15 January 2009

The difference between baking powder and soda, and how to make the former from the latter

What you need to know and an even more thorough (and a bit technical) explanation here:

Both baking soda and baking powder are leaveners, which means they make cakes and muffins rise. So what's the difference?

Baking soda is pure sodium bicarbonate. Not only will baking soda fluff up your muffins, it can also put out a grease fire, clean your teeth and deodorize your carpet. When you cook with baking soda, you need to balance it out with an acid like lemon juice or buttermilk. Otherwise, your muffins may have a bitter, soapy flavor.

Baking powder, which usually comes in a can, is a combination of baking soda and a few other ingredients, most notably cream of tartar, a dry acid. Out of baking powder? Make your own by mixing one part baking soda with two parts cream of tartar.

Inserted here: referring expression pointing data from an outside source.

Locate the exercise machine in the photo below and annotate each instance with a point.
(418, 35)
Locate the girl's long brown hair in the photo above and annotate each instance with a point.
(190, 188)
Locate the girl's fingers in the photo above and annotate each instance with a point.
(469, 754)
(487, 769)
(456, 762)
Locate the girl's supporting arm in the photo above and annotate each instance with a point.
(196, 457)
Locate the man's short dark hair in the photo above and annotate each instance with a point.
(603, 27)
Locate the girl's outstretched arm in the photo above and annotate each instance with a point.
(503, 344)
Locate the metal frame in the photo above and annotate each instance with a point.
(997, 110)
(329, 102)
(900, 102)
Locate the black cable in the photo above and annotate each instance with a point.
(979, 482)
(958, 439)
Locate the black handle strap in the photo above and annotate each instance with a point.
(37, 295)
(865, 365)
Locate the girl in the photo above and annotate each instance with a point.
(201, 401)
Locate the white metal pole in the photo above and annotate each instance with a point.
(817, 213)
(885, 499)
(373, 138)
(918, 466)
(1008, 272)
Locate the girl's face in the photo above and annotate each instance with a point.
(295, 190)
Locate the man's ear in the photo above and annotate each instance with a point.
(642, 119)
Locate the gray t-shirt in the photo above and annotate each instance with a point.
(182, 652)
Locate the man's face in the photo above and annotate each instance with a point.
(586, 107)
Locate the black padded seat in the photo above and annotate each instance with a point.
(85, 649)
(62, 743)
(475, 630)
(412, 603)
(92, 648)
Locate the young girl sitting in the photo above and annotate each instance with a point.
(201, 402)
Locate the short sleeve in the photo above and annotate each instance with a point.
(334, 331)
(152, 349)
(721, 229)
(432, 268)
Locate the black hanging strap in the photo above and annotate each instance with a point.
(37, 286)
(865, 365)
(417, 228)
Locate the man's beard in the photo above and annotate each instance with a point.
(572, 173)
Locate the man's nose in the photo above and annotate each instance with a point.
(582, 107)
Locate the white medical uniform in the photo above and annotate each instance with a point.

Here in Germany I have been told that one can find cream of tartar, or weinsaure at the Apotheke, although I have not tried it yet. Baking soda and baking powder are best found, here in Berlin, at my local Lebanese market, where I can get it in large packets, as opposed to the 1 T packets sold in the German supermarkets. Warning: baking powder here is not double reactive. For me, that means that the mix should go in the oven as soon as possible after hitting fluid.


Franky said...

2nd try:
My gf is american, too. She also has problems to find stuff she is used to from the US like vanilla extract, tapioka, Toll House morsels, etc. Recently I found this in a grocery store here. It might help you. Have a nice time in Germany. I know my fellow countrymen can be a little grumpy sometimes. Sorry for that.


G in Berlin said...

Hi Franky, Thanks for stopping by. Amusingly enough, the Dr. Oetker empire is based on baking powder, as he invented the German (single reactive) form of it. It is easily found (along with Haus Natron- baking soda) in German markets in 1 T packets. mericans use far more of it, and the single action produces poor results that must be offset by using more, and more quickly, than the double action. I bring it from the States (with molasses and Louisiana hot sauce.)
However, tapioca is easily found here as well, in Asian markets (and I see it at Kaufland too. Toll house is not.But then you can chunk real bittersweet chocolate for cookies if you want.
Vanilla extract is easily made, by putting 8 0r 9 vanilla beans in a jar of vodka. I'll be doing a post on that (with pictures) this week as I just picked up vanilla beans in London.